A: GraphQL for complex, nested, client-driven data (mobile apps, dashboards with varied needs). REST for simple CRUD and when HTTP caching matters most. Many teams use both.
Q: How do I handle file uploads in GraphQL?
A: Use the graphql-upload package, or better, upload files to object storage (S3) via a separate REST endpoint or presigned URL and pass the URL in your GraphQL mutation.
Q: Is GraphQL harder to cache than REST?
A: Yes at the HTTP level (single endpoint, POST requests). Use Apollo Client’s normalized cache on the client and persisted queries or response caching on the server to compensate.
Q: How do I prevent expensive/malicious queries?
A: Add query depth limiting, complexity analysis, and rate limiting. Packages like graphql-depth-limit and graphql-query-complexity protect against deeply nested abusive queries.
Q: Should I use code-first or schema-first?

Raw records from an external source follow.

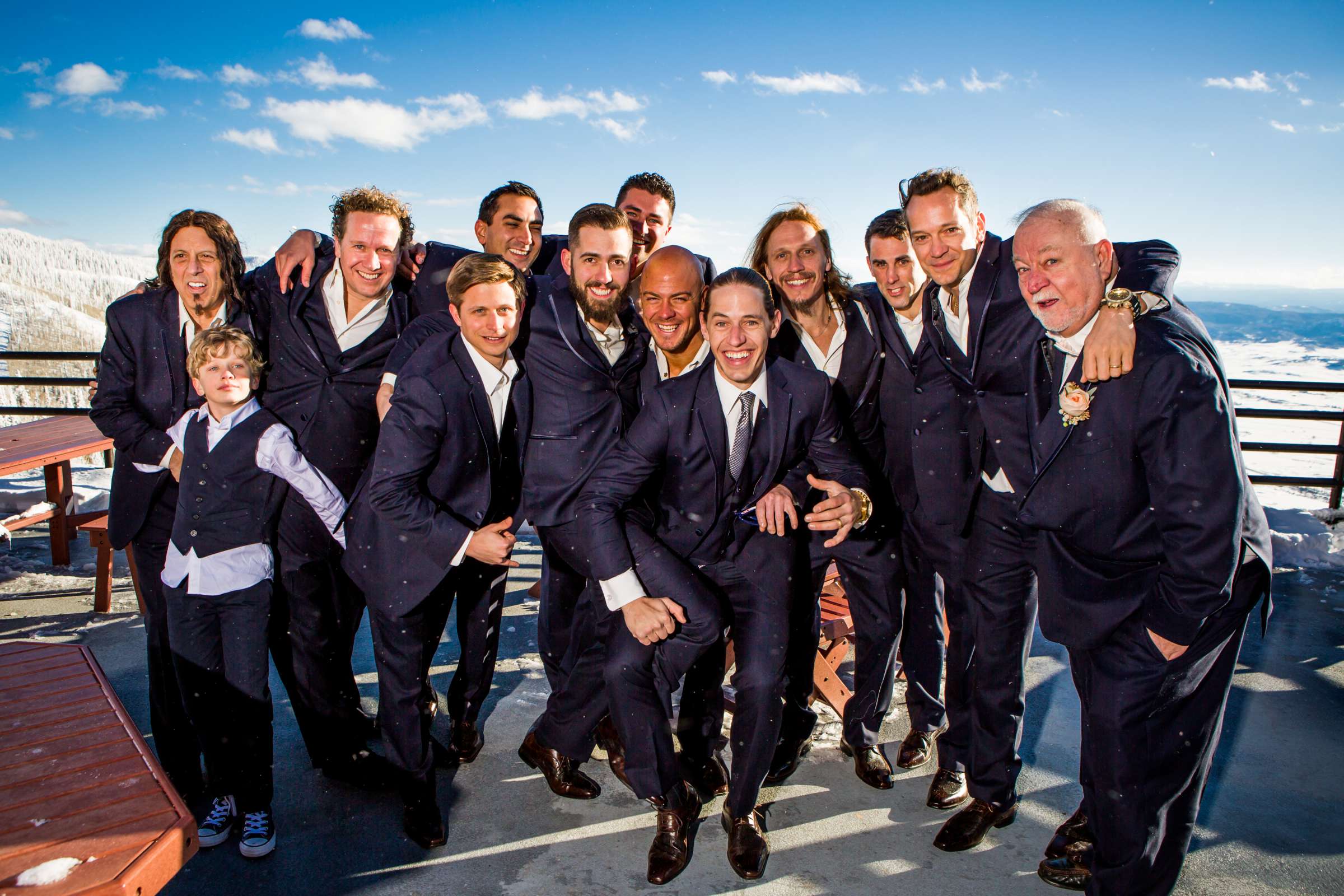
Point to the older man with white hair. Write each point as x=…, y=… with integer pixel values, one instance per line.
x=1150, y=547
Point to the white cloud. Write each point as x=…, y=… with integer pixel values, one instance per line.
x=374, y=123
x=11, y=216
x=321, y=74
x=626, y=132
x=917, y=85
x=259, y=139
x=333, y=30
x=808, y=82
x=1256, y=83
x=170, y=72
x=89, y=80
x=976, y=85
x=241, y=76
x=128, y=109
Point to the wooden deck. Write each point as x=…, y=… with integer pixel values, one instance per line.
x=78, y=781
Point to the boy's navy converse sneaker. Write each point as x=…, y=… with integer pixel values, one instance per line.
x=216, y=827
x=259, y=836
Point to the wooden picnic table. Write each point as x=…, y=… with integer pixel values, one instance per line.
x=77, y=781
x=50, y=444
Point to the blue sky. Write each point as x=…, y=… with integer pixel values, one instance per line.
x=1215, y=125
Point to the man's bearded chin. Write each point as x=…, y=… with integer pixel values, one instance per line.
x=604, y=312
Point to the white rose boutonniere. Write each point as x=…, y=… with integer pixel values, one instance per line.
x=1076, y=403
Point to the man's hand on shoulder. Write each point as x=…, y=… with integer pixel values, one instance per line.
x=652, y=620
x=1109, y=349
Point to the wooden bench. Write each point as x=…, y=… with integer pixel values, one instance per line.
x=77, y=781
x=97, y=530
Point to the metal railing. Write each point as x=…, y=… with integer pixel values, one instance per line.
x=1334, y=483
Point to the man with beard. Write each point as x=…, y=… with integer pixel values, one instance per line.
x=824, y=327
x=143, y=389
x=922, y=423
x=984, y=335
x=584, y=358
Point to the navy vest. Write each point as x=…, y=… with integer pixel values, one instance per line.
x=223, y=499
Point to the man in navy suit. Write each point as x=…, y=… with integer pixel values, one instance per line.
x=445, y=483
x=1150, y=546
x=924, y=433
x=673, y=528
x=327, y=344
x=984, y=335
x=143, y=390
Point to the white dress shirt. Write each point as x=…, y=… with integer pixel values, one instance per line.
x=627, y=587
x=499, y=383
x=248, y=564
x=351, y=332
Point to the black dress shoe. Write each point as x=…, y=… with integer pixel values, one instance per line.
x=609, y=740
x=1070, y=871
x=787, y=758
x=671, y=850
x=710, y=777
x=559, y=772
x=365, y=770
x=1074, y=830
x=424, y=824
x=917, y=749
x=870, y=763
x=969, y=827
x=948, y=789
x=748, y=847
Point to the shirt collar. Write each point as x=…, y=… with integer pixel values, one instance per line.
x=729, y=393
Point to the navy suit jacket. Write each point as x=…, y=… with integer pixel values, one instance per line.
x=924, y=422
x=582, y=405
x=1144, y=508
x=143, y=390
x=1002, y=336
x=436, y=477
x=321, y=393
x=678, y=449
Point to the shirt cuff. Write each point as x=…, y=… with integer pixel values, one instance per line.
x=461, y=551
x=622, y=590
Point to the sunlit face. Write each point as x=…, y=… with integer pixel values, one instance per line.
x=892, y=262
x=1062, y=277
x=516, y=231
x=796, y=262
x=367, y=253
x=195, y=267
x=225, y=381
x=488, y=316
x=651, y=220
x=670, y=304
x=738, y=328
x=945, y=238
x=600, y=270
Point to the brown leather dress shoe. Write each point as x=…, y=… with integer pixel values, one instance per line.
x=969, y=827
x=561, y=774
x=748, y=847
x=1074, y=830
x=671, y=850
x=948, y=789
x=609, y=740
x=1070, y=871
x=870, y=763
x=710, y=777
x=917, y=749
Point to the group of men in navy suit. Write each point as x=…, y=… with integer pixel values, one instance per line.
x=696, y=450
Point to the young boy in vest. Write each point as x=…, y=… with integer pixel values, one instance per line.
x=237, y=460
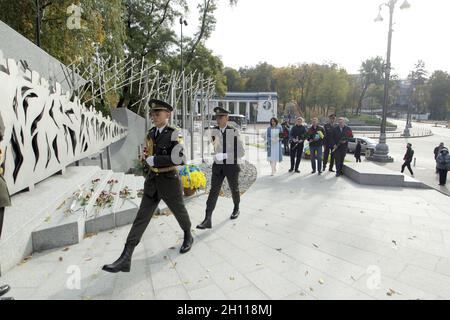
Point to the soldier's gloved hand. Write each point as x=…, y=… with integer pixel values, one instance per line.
x=221, y=156
x=151, y=161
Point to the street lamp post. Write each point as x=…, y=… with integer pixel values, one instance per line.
x=408, y=126
x=381, y=153
x=38, y=23
x=184, y=111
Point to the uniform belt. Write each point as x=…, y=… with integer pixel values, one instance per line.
x=163, y=170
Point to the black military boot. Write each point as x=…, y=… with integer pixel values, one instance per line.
x=123, y=264
x=235, y=214
x=207, y=223
x=4, y=290
x=187, y=243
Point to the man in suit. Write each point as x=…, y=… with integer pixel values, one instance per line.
x=342, y=134
x=228, y=148
x=5, y=200
x=162, y=155
x=328, y=142
x=297, y=138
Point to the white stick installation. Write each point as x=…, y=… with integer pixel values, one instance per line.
x=45, y=129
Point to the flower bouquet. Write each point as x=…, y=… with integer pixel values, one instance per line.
x=192, y=179
x=315, y=135
x=344, y=139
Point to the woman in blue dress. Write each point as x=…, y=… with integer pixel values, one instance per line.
x=274, y=153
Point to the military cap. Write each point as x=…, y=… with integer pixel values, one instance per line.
x=219, y=111
x=156, y=104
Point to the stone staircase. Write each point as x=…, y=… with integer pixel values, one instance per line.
x=64, y=209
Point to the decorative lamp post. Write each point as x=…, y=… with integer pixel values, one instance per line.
x=381, y=153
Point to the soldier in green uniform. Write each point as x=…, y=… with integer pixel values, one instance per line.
x=228, y=148
x=163, y=154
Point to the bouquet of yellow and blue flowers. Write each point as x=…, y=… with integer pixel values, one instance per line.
x=192, y=177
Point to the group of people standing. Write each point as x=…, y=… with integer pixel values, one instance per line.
x=329, y=142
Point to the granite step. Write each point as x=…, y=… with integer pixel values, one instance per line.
x=66, y=225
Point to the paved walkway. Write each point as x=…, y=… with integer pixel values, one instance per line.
x=299, y=237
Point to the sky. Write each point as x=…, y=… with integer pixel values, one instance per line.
x=284, y=32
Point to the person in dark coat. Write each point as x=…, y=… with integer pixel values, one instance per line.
x=358, y=152
x=443, y=165
x=436, y=152
x=316, y=134
x=285, y=132
x=5, y=199
x=342, y=134
x=228, y=149
x=408, y=158
x=328, y=142
x=297, y=138
x=162, y=156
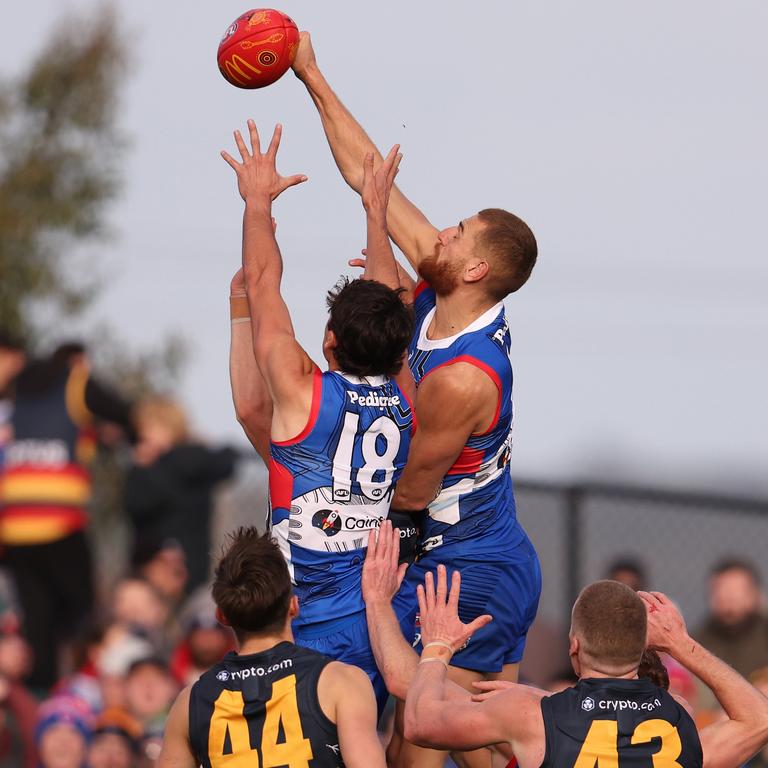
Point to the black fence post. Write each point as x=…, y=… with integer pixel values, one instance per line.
x=574, y=496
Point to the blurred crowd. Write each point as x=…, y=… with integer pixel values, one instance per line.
x=89, y=670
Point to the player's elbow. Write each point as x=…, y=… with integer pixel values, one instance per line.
x=410, y=497
x=396, y=683
x=418, y=728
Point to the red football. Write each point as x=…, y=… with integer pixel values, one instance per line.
x=258, y=48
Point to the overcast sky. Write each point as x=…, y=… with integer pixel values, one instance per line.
x=630, y=136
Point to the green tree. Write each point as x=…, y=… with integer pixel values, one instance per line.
x=60, y=152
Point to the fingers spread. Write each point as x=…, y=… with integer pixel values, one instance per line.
x=393, y=170
x=241, y=146
x=422, y=600
x=429, y=590
x=275, y=143
x=453, y=597
x=230, y=160
x=442, y=584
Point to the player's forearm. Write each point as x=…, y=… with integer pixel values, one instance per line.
x=417, y=487
x=261, y=256
x=740, y=700
x=425, y=702
x=395, y=658
x=347, y=139
x=380, y=264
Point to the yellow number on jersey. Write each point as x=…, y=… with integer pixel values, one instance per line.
x=282, y=708
x=228, y=717
x=295, y=751
x=600, y=748
x=671, y=746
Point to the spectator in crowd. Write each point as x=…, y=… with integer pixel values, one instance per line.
x=115, y=741
x=43, y=496
x=63, y=731
x=163, y=565
x=12, y=360
x=18, y=708
x=149, y=692
x=629, y=571
x=737, y=628
x=204, y=643
x=168, y=491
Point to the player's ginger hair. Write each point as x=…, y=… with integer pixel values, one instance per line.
x=512, y=247
x=611, y=624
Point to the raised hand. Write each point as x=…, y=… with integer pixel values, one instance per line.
x=257, y=176
x=439, y=612
x=382, y=576
x=666, y=626
x=305, y=56
x=377, y=185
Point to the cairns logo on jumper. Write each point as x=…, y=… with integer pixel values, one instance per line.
x=328, y=521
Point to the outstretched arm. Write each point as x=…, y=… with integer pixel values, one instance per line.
x=253, y=405
x=380, y=264
x=725, y=743
x=448, y=412
x=514, y=715
x=349, y=143
x=285, y=366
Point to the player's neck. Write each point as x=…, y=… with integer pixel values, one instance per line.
x=456, y=312
x=261, y=643
x=588, y=672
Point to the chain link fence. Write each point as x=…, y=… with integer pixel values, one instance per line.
x=579, y=531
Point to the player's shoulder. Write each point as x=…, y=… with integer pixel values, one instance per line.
x=340, y=684
x=337, y=674
x=460, y=378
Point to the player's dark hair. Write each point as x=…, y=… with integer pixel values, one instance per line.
x=652, y=668
x=611, y=623
x=736, y=564
x=251, y=584
x=513, y=248
x=372, y=327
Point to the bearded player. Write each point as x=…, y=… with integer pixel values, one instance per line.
x=458, y=465
x=338, y=439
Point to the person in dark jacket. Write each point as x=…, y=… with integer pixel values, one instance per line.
x=737, y=627
x=168, y=491
x=44, y=492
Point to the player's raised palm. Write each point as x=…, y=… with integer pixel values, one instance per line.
x=257, y=176
x=439, y=612
x=378, y=184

A: Schema-first (SDL strings, shown here) is clear and language-agnostic. Code-first (Nexus, TypeGraphQL) gives better TypeScript integration. Both work; pick based on team preference.
Conclusion
GraphQL with Apollo Server gives clients precise control over the data they fetch, eliminating over- and under-fetching. The setup here — typed schema, resolvers with relationships, context-based auth, and DataLoader for the N+1 problem — covers the essentials of a production GraphQL API. Add depth limiting and complexity analysis before going live, and pair with Apollo Client for a normalized cache on the frontend.